The lagged and cumulative effects were calculated based on the maximum Pearson’s correlation coefficient between NDVI and SPEI [19,21,22]. Specifically, for the lagged effect, the correlation coefficients between the NDVI and 1-month SPEI among the preceding 24 months were first calculated. For the cumulative effect, the correlation coefficients were derived from the NDVI and the corresponding different timescales (i.e., from 1 to 24 months) of the SPEI. Then, the lagged month-of-drought effect was determined, in which the preceding month where the maximum correlation coefficient between the NDVI and the 1-month SPEI was observed. The accumulated month-of-drought effect was determined, in which the timescale of the SPEI where the maximum correlation coefficient between the NDVI and the SPEI is shown. Meanwhile, the maximum correlation coefficients indicated the strength of the lagged and cumulative effects. Generally, the shorter drought timescales (i.e., lagged and accumulated times) imply that vegetation reacts more quickly to drought, indicating higher sensitivity [66,67].

$$R_i=corr\left(NDVI,{SPEI}_i\right)\hspace{1em}1\le i\le 24$$

(5)

$$R_{\mathrm{m}\mathrm{a}\mathrm{x}\_lag}=\max \left(R_i\right)\hspace{1em}1\le i\le 24$$

(6)

where $R_i$ represents the correlation coefficient at the lagged time of the $i$ month, and ${SPEI}_i$ and $R_{\mathrm{m}\mathrm{a}\mathrm{x}\_lag}$ denote the 1-month timescale SPEI at previous i month and the maximum value of $R_i$, respectively.

$$R_j=corr\left(NDVI,{SPEI}_j\right)\hspace{1em}1\le j\le 24$$

(7)

$$R_{\mathrm{m}\mathrm{a}\mathrm{x}\_cml}=\max \left(R_j\right)\hspace{1em}1\le j\le 24$$

(8)

where $R_j$ represents the correlation coefficient between the NDVI and SPEI at a j-month timescale. ${SPEI}_j$ and $R_{\mathrm{m}\mathrm{a}\mathrm{x}\_cml}$ denote the j-month timescale SPEI and the maximum value of $R_j$, repectively.
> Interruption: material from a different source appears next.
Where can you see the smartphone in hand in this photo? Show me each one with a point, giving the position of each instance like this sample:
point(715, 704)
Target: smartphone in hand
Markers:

2.3.3. Elevation and Climate Gradients

To investigate the elevation and climate gradients of drought effects in grassland vegetation, we calculated the mean lagged and cumulative effects in bins of elevation at an interval of 100 m. Then, the average temperature and total precipitation were summarized in each elevation bin. When calculating drought effects along elevation, only the grid cells with significant correlation coefficients between the NDVI and the SPEI were included, and elevation bins with a sample size of less than 100 were removed.

2.4. Statistical Analysis

Linear or quadratic regression was adopted to estimate the relationships between drought effects and elevation, as well as climatic variables. It should be noted that we chose the above two regression methods due to their explicit ecological implications. For example, the linear regression between temperature and drought effects implies that drought effects increase or decrease along with temperature, while quadratic regression suggests that there is an optimum temperature. Then, the Akaike information criterion (AIC) was used to determine the best regression between linear and quadratic fitting, with the lower values suggesting better performance. Finally, we employed the random forest algorithm (RF) [68] to evaluate the relative contributions of elevation and climatic variables (temperature and precipitation) to the effects of variation in drought effects on grassland vegetation. We used 70% of the data for model training and 30% for model validation. Finally, we built an RF model with 500 regression trees. In the RF, the mean square error (%IncMSE) represents the importance of each predictor (i.e., higher values indicate higher variable importance) (Ho 1998).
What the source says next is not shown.